Came over to this from Greater Greater Washington. Great post. About college town transit agencies - if you look at the operating expense per unlinked passenger trip for those agencies, it's MUCH lower than other bus services. I believe this is because many of those services use volunteers (students) to drive the buses, so their operating costs are lower. That also helps explain the high recovery ratio.

Anonymous said...

How many of these agencies with high fare box recovery rates are privately owned or operated?
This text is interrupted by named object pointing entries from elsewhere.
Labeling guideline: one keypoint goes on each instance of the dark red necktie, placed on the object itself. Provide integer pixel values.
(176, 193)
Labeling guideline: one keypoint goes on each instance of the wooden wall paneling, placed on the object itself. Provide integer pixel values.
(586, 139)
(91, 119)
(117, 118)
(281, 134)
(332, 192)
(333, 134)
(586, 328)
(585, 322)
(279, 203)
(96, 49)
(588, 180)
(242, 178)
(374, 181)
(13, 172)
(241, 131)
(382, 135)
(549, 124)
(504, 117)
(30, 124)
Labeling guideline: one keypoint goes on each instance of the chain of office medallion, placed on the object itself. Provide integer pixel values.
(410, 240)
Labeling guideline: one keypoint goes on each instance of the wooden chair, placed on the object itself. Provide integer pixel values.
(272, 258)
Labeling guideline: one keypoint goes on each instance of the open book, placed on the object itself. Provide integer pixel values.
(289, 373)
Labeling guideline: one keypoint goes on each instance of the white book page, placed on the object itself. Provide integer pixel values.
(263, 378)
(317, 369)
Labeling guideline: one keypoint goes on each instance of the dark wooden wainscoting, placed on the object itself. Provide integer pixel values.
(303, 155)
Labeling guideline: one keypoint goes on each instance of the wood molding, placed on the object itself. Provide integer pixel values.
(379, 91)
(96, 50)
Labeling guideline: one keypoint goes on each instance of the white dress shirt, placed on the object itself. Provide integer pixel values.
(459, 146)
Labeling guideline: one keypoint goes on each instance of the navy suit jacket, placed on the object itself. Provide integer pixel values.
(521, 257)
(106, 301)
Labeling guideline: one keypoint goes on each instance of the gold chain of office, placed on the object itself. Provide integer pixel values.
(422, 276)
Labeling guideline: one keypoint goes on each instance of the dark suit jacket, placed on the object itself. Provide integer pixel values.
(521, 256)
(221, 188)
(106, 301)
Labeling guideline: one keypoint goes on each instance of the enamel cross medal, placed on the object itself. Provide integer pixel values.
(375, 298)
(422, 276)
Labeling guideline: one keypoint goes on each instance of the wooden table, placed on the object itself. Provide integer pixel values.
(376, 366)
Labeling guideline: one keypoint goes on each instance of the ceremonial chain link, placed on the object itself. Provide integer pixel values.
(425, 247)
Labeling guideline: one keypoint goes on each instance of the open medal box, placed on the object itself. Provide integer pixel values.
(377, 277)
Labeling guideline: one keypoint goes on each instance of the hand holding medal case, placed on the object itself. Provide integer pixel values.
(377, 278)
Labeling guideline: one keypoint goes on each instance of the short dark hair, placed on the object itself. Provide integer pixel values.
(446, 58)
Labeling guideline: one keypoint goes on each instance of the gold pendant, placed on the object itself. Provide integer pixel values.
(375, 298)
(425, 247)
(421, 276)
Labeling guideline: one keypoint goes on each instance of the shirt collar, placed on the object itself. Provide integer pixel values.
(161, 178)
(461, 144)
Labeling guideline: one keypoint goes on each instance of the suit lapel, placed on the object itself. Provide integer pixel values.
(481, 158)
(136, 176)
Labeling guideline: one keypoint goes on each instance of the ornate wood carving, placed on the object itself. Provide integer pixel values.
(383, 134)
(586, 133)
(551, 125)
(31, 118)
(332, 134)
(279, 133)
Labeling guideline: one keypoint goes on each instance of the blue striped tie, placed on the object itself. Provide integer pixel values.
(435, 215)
I can't tell from your table.

Cap'n Transit said...

Good question, Anonymous! The only "agencies" with greater than 50% farebox recovery that are not privately owned and operated are SEPTA, New Jersey Transit and the two college services, Blacksburg Transit and Chapel Hill Transit.

Of course, many of these "private" agencies receive substantial capital subsidies. I still don't know what "NJTC-45" is, but it's listed separately from the main NJ Transit listing.